Inaugurada em maio, exposição mostra a rearrumação do campo da arte no que diz respeito à sua economia, geopolítica, formas de apresentação e organização de seus agentes

TEXTO Cristiana Tejo

01 de Agosto de 2015

Bienal alterou sua própria data para ajustar-se ao frenético calendário mundial

Bienal alterou sua própria data para ajustar-se ao frenético calendário mundial

Foto Stefano Marchiante/Bienal de Veneza/Divulgação

Durante quase 50 anos, as bienais e trienais de arte e a Documenta de Kassel foram as principais balizas, instâncias de legitimação do campo artístico e a forma de se atualizar com o que estava sendo feito, discutido e pensado em algumas partes do mundo. Estudantes de arte, artistas, críticos, jornalistas, colecionadores e o público mais familiarizado com as artes visuais viajavam para Veneza, São Paulo, Kassel, Paris, para verem a novidade desse campo do conhecimento e poderem fazer parte de discussões que reverberavam por anos. Ser artista participante destes eventos significava um passo importante para a consagração imediata. A partir dos anos 1980, e mais fortemente nos anos 1990, o número de bienais cresceu exponencialmente, gerando uma economia de exposições mais complexa e internacionalizada, que tornou praticamente impossível acompanhar todas elas, já que há bienais em todos os continentes. Para se ter uma ideia, se alguém quiser ver todas as que ocorrem em 2015, terá que se deslocar para Nova Orleans, Taipei, Montreal, Xangai, Bruge, Nova York, Havana, Thessaloniki, Osaka, Lyon, Gotemburgo, Lituânia, Nova Zelândia, San Juan, Indonésia, Cantão, Curitiba, Porto Alegre e Veneza, a cidade que abriga a mais antiga e prestigiosa do mundo. Há muitos motivos por trás da crescente “bienalização” do mundo da arte, mas poderíamos ficar nos três mais evidentes: o interesse de dar visibilidade a um país ou a uma região (literalmente colocar uma cidade no mapa não apenas das artes, mas também do turismo), a luta de uma elite local por prestígio internacional e a enunciação de outras visões de mundo.

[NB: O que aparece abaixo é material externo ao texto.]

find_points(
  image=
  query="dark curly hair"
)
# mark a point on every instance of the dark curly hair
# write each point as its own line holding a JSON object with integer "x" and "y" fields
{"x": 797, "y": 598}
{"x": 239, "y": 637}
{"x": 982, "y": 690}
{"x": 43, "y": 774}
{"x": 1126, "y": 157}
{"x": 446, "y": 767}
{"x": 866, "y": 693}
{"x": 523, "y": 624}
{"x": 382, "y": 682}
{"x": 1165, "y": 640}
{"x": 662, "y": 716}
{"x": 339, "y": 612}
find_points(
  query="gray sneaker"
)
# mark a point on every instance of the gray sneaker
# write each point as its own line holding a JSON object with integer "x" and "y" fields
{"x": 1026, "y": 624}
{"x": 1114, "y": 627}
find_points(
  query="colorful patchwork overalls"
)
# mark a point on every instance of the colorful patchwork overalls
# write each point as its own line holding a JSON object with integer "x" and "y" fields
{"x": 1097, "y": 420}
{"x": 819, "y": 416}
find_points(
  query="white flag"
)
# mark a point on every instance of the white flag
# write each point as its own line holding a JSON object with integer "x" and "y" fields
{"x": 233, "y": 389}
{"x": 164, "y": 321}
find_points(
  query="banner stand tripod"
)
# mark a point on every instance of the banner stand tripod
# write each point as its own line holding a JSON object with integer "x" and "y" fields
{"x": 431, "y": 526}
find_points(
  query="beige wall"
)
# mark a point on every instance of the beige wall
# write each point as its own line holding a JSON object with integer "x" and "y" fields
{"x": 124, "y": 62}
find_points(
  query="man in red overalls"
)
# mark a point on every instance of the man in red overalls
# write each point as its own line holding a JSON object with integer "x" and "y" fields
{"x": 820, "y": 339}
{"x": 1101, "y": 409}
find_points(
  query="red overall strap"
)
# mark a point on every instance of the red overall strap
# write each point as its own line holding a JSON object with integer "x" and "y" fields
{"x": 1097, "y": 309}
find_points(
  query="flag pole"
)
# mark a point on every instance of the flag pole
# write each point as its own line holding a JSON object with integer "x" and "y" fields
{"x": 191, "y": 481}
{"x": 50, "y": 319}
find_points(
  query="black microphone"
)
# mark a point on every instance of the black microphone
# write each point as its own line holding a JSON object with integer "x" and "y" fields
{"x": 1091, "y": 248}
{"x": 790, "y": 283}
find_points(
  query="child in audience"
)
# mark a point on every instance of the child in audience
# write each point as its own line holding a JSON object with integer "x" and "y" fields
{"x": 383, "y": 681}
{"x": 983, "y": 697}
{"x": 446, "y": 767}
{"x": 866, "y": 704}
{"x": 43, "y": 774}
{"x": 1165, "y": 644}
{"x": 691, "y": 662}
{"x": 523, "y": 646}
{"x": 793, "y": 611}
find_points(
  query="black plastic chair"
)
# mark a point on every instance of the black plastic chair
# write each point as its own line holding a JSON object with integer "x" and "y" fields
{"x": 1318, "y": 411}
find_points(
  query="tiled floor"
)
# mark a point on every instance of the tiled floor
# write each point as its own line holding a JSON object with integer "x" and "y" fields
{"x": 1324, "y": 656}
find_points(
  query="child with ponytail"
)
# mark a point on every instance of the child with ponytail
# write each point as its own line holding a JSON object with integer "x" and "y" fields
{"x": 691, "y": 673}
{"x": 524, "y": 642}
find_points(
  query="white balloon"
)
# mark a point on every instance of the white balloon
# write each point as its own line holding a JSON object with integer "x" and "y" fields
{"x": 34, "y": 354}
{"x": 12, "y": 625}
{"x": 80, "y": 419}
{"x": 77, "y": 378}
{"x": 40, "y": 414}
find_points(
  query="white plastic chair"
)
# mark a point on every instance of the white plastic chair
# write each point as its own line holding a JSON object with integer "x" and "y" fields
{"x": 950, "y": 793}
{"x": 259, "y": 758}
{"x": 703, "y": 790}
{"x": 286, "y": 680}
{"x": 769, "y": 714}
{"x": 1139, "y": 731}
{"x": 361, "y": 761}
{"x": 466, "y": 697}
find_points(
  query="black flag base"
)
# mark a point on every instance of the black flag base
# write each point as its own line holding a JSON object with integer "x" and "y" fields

Em paralelo à proliferação de bienais, corre o fenômeno das feiras, que também cresceram em número e em importância no campo da arte nos últimos 20 anos. Grosso modo, esses acontecimentos artísticos existem desde o início das bienais (não podemos esquecer que o próprio modelo de Veneza foi inspirado nesses eventos universais em que os países imperiais ou mais industrializados apresentavam suas “últimas invenções”). Entretanto, as feiras tentavam ajustar-se ao calendário das bienais como eventos satélites e atraíam apenas colecionadores e curadores institucionais que buscavam fazer aquisições para suas coleções. Com o fortalecimento do mercado global da arte contemporânea e a reinvenção dessas exposições, começou a haver o contrário. A Bienal de Veneza deste ano alterou a data de sua abertura para se compatibilizar à frenética agenda desses eventos. A horda de especialistas saiu da abertura da prima donna direto para Nova York a fim de acompanhar a Frieze Art Fair. Há 10 anos, o máximo que aconteceria eram algumas pessoas seguirem de Veneza para a Feira de Basel, que ajustava o seu funcionamento ao redor da bienal.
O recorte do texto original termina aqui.